Reading aloud selected text after pressing a shortcut key;
Recognizing speech from the microphone, recording it, and providing a Chinese translation;
Translating selected text from any language and displaying the translation in the system’s notification center (MacOS).

As prerequisites, you’ll need to sign up for Microsoft Azure and create some “Resources”. Locally, you’ll need to install the appropriate SDKs (you can check the specific libraries imported in the code).

Text to Speech (TTS)

Obtain the ‘key’ and ‘region’ information from the Azure Speech Services API you created and set them in the environment variables:

export TTS_KEY='Minim proident ullamco deserunt'
export TTS_REGION='Consequat excepteur'

The following python script works well in MacOS:

#!/usr/bin/env python

import os
import time
import subprocess
import azure.cognitiveservices.speech as speechsdk
from pynput import keyboard

# set up Azure Speech information
speech_config = speechsdk.SpeechConfig(subscription=os.environ.get('TTS_KEY'), region=os.environ.get('TTS_REGION'))
speech_config.speech_synthesis_voice_name='en-US-EmmaMultilingualNeural'
audio_config = speechsdk.audio.AudioOutputConfig(use_default_speaker=True)
speech_synthesizer = speechsdk.SpeechSynthesizer(speech_config=speech_config, audio_config=audio_config)

def get_selected_text():
    try:
        applescript = '''
        tell application "System Events"
            keystroke "c" using {command down}
            delay 0.1
            set selectedText to the clipboard
        end tell
        return selectedText
        '''
        result = subprocess.run(['osascript', '-e', applescript], stdout=subprocess.PIPE)
        return result.stdout.decode('utf-8').strip()
    except Exception as e:
        print(f"Error: {e}")
        return ""

def on_activate():
    time.sleep(0.5)
    text = get_selected_text()
    speech_synthesis_result = speech_synthesizer.speak_text_async(text).get()
    if speech_synthesis_result.reason == speechsdk.ResultReason.SynthesizingAudioCompleted:
        print("Speech synthesized successfully.")
    elif speech_synthesis_result.reason == speechsdk.ResultReason.Canceled:
        print("Speech synthesis canceled:", speech_synthesis_result.cancellation_details.reason)
        if speech_synthesis_result.cancellation_details.error_details:
            print("Error details:", speech_synthesis_result.cancellation_details.error_details)

def on_exit():
    print("Exiting program...")
    h.stop()

with keyboard.GlobalHotKeys({
        '<cmd>+r': on_activate,
        '<cmd>+k': on_exit
}) as h:
    h.join()

After selecting a piece of foreign text, pressing Cmd + r will read it aloud, while pressing Cmd + k will exit the program.

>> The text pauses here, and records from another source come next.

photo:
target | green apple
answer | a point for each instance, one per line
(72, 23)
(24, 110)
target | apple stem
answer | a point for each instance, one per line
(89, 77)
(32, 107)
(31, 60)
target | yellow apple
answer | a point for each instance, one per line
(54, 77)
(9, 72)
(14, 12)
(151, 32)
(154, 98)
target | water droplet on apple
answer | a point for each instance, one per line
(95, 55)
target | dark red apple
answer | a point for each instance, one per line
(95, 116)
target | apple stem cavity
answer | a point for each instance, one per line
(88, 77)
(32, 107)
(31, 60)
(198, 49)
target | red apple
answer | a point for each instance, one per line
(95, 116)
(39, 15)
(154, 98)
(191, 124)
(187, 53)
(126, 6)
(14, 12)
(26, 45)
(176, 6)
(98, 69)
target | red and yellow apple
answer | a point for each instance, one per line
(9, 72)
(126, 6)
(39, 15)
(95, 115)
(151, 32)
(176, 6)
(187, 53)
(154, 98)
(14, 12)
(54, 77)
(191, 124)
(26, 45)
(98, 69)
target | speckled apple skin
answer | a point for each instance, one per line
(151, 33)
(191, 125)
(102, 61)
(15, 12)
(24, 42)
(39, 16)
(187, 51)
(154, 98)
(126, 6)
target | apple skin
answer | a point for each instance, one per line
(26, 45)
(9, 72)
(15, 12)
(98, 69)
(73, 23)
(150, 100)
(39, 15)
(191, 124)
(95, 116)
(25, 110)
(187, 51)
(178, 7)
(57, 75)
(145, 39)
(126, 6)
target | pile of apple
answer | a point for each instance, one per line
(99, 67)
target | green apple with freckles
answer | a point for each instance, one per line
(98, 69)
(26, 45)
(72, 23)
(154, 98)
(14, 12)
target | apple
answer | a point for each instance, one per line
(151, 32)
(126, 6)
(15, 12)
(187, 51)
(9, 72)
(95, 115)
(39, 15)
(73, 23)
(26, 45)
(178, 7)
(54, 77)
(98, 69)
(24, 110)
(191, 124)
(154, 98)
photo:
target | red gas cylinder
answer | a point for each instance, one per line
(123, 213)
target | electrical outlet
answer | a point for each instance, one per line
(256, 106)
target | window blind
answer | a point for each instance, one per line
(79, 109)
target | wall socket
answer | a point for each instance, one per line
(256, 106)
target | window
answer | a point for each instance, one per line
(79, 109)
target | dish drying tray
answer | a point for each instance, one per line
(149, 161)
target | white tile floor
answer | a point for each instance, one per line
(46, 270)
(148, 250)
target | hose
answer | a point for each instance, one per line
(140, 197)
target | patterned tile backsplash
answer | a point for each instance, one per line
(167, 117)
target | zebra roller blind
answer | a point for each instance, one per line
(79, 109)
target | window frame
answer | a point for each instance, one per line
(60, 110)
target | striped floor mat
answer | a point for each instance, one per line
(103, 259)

Here are some fun observations from testing, mainly by tweaking the AI voice settings:

Azure currently offers a variety of entertaining dialects, such as Northeastern, Shaanxi, and Shandong accents, which add a humorous effect.
One of Azure’s Mandarin voices pronounces ‘です’ in Japanese with a “retroflex” sound, making it sound like ‘で事.’
In most cases, mixing different languages within the same sentence works fine, but the combination of Chinese and Japanese still seems a bit tricky, often resulting in incorrect interpretations.

Speech to Text (STT)

In theory, there’s no need to create a separate Azure resource, since we already have one set up for TTS. However, considering that TTS can take advantage of the free tier, which is insufficient for STT (only 5 hours per month), it’s a good idea for frequent users to create a new resource specifically for STT.

Additionally, I added a translation feature to my STT program, so it also shows translation results alongside the speech input. This requires creating a Text Translation API in Azure.

I’ll skip the steps for adding environment variables and jump straight into the program:

#!/usr/bin/env python

import os
import azure.cognitiveservices.speech as speechsdk
from azure.ai.translation.text import TextTranslationClient
from azure.core.credentials import AzureKeyCredential

# language auto detection
auto_detect_source_language_config = speechsdk.languageconfig.AutoDetectSourceLanguageConfig(languages=["zh-CN", "ja-JP", "en-US", "ko-KR"])

speech_config = speechsdk.SpeechConfig(subscription=os.environ.get('STT_KEY'), region=os.environ.get('STT_REGION'))
speech_recognizer = speechsdk.SpeechRecognizer(speech_config=speech_config, auto_detect_source_language_config=auto_detect_source_language_config)

# set up translation service
translator_key = os.environ.get('TRANSLATOR_KEY')
translator_region = os.environ.get('TRANSLATOR_REGION')

translator_credential = AzureKeyCredential(translator_key)
translator_client = TextTranslationClient(credential=translator_credential, region=translator_region)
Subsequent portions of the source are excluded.